I guess the associativity of the arrows shouldn't really be a surprise - the odd thing perhaps is this even compiles, i.e. that Tuple2 has a field x. Still, I'm not sure that's much of a "lesson learned."

@nermin: Your thoughts on this one..?

som-snytt commented 9 years ago

@demobox That's pretty good. They've done work to stanch the members leaking in from implicits.

This is from Tuple2Zipped.Ops, and it's not even implicit class C(val x) extends AnyVal. It's just, Oops, should that be private?

Although it's kind of a bug, it's such a common occurrence that it's more of a syndrome. So that's a useful lesson. I wonder if IntelliJ tells you what introduced the member.

Actually, it's in the scaladoc:

http://www.scala-lang.org/files/archive/nightly/2.11.x/api/2.11.x/index.html#scala.Tuple2@x:%28T1,T2%29

I just fixed a bug with that -- oh yeah, it failed if the implicit took a by-name arg.

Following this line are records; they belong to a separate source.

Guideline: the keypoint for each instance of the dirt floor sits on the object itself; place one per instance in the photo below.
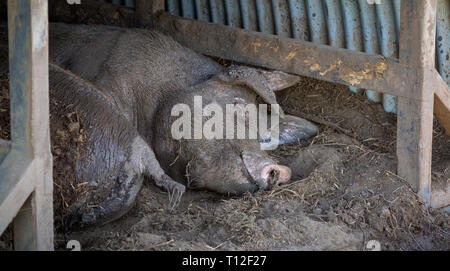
(345, 190)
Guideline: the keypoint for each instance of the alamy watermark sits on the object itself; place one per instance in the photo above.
(74, 2)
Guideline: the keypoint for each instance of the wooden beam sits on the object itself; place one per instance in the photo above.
(415, 117)
(441, 101)
(145, 10)
(293, 56)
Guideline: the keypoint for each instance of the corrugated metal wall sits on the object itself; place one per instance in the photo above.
(351, 24)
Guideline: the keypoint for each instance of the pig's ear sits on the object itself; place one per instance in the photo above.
(263, 83)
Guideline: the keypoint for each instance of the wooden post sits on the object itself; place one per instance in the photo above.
(28, 58)
(415, 117)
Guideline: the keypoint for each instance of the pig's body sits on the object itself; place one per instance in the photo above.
(124, 83)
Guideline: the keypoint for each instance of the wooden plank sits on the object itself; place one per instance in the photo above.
(442, 101)
(415, 118)
(28, 59)
(144, 12)
(15, 186)
(293, 56)
(5, 147)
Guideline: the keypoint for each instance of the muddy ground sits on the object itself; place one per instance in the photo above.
(345, 191)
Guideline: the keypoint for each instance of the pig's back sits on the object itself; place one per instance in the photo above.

OK, why not, https://issues.scala-lang.org/browse/SI-9382

tbvh commented 9 years ago

Thank you for this discussion. I was just about to agree that the puzzle hinges too much on the lack of understanding about implicit ArrowAssoc (although I'm happy with the lessons I learned because of that). So I would have retracted my pull request. Now that it became leverage to fix some leaky behaviour, I'm happy to hand it over to your merits.

I hope to be able to return one day with a valid puzzler. (For puzzlers sake of course, not to pick on Scala.)

demobox commented 9 years ago

for puzzlers sake of course, not to pick on Scala

I suspect there's a conjecture in there somewhere that every Turing-complete language has puzzlers, or so ;-)

Thanks for sticking with this one, @tbvh - let's see what @nermin has to say!

som-snytt commented 9 years ago

Next puzzlers presentation should have an animation depicting a dart board with a photo of Martin. When the audience is stumped, a dart lands dead center, bull's-eye. As more people answer correctly or groan at how stupid the puzzler is, the dart flies wider of the mark.

demobox commented 9 years ago

@tbvh: I've created an updated version based on the discussion here. Let's continue the discussion over at #131?